But the fflemmynges among these things dere,
Incomen loven beste bacon and beer.
‘Fleming,’ as our registers prove, was seemingly the popular term for all the Low Countrymen, bands of whom were specially invited over by two of our kings to spread their industry in our own land. Numbers of them came in, however, as simple wool-merchants, to transmit the raw material into Holland. As the old ‘Libel on English Policy’ says—
But ye Fleminges, if ye be not wrothe,
The grete substance of your cloth, at the fulle,
Ye wot ye made it of youre English wolle.
But Flanders was not the only division represented. Our ‘Brabazons’ once written ‘le Brabançon,’ together with our ‘Brabants,’ ‘Brabaners,’ and ‘Brabans,’ issued, of course, from the duchy of that name; while our ‘Hanways’[[144]] and ‘Hannants’ hailed from Hainault, the latter of the two representing the usual early English pronunciation of the place-word. The old enrolled forms are ‘de Hanoia’ and ‘de Henau.’ It is very likely, therefore, that our ‘Hannahs’ are similarly derived. The poem I have just quoted, after mentioning the products of ‘Braban,’ ‘Selaunde,’ and ‘Henaulde,’ proceeds to say:—
But they of Holonde at Caleyse buy our felles
And our wolles, that Englyshe men then selles.

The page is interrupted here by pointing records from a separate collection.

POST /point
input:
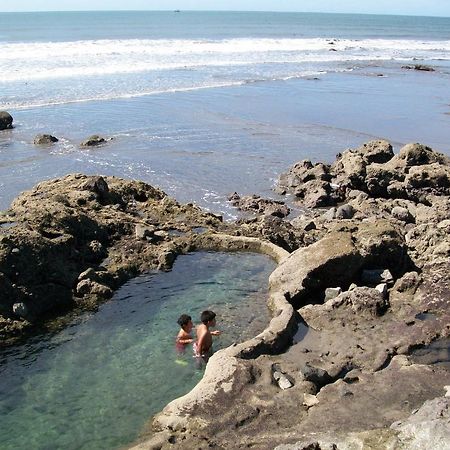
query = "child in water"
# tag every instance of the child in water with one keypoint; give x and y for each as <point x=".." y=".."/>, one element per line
<point x="203" y="346"/>
<point x="184" y="336"/>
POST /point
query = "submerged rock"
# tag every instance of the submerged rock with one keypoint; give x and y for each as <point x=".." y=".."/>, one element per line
<point x="65" y="229"/>
<point x="6" y="120"/>
<point x="93" y="141"/>
<point x="44" y="139"/>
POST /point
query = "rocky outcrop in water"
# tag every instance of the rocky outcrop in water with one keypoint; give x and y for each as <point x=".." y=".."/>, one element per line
<point x="93" y="141"/>
<point x="6" y="120"/>
<point x="365" y="282"/>
<point x="45" y="139"/>
<point x="371" y="285"/>
<point x="70" y="242"/>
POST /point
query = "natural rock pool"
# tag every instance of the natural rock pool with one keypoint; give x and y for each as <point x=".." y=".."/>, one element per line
<point x="95" y="384"/>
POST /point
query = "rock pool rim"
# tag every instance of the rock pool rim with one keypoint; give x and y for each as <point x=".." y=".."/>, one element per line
<point x="221" y="368"/>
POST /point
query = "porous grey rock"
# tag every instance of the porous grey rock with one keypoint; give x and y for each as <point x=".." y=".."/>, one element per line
<point x="45" y="139"/>
<point x="87" y="286"/>
<point x="316" y="375"/>
<point x="20" y="309"/>
<point x="330" y="214"/>
<point x="6" y="120"/>
<point x="376" y="276"/>
<point x="143" y="231"/>
<point x="345" y="212"/>
<point x="310" y="400"/>
<point x="382" y="289"/>
<point x="259" y="205"/>
<point x="428" y="427"/>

This, and such an entry as ‘Thurstan de Holland,’ give us at once a clue, if clue were needed, to the source whence have issued our ‘Hollands.’ Holandman,’ which once existed, is, I believe, now extinct. A common sobriquet for those enterprising traders who visited us from the shores of the Baltic was ‘Easterling,’ and it is to their honest integrity as merchants we owe the fact of their name in the form of ‘Sterling’ being so familiar. In contrast to the country-made money, their coin obtained the name of ‘Easterling,’ or, as we now term it, ‘Sterling’ money—so many pounds sterling being the ordinary phrase for good and true coin. We have even come to apply the term generally in such phrases as sterling worth, sterling honesty, or sterling character. The more inland traders were styled ‘Almaines,’ or merchants ‘d’Almaine,’[[145]] terms common enough in our earlier archives, as ‘le Aleman,’ or ‘de Almania,’ or ‘le Alemaund,’ and thus have sprung our ‘Alemans,’ ‘Almaines,’ and ‘Allmans,’ and through the French, probably, our ‘Lallimands,’ ‘D’Almaines,’ ‘Dalmaines,’ and more perverted ‘Dalmans’ and ‘Dollmans.’[[146]] Thus to these enterprising and honest traders we owe a surname which from the odious forms it has assumed shows that their names, at least, were corruptible, if not their credit. I ought to have mentioned, though I have no record to quote in proof of my assertion, that our ‘Hansards’ are, I have no doubt, descendants of such Hanse merchants in our country as were members of the Hanseatic League. The founder of the Hansards, the publishers of the Parliamentary Debates, came from Norwich in the middle of the last century, and I need scarcely say that the city was the chief headquarters of the Flemish weaving interest at the date we are considering.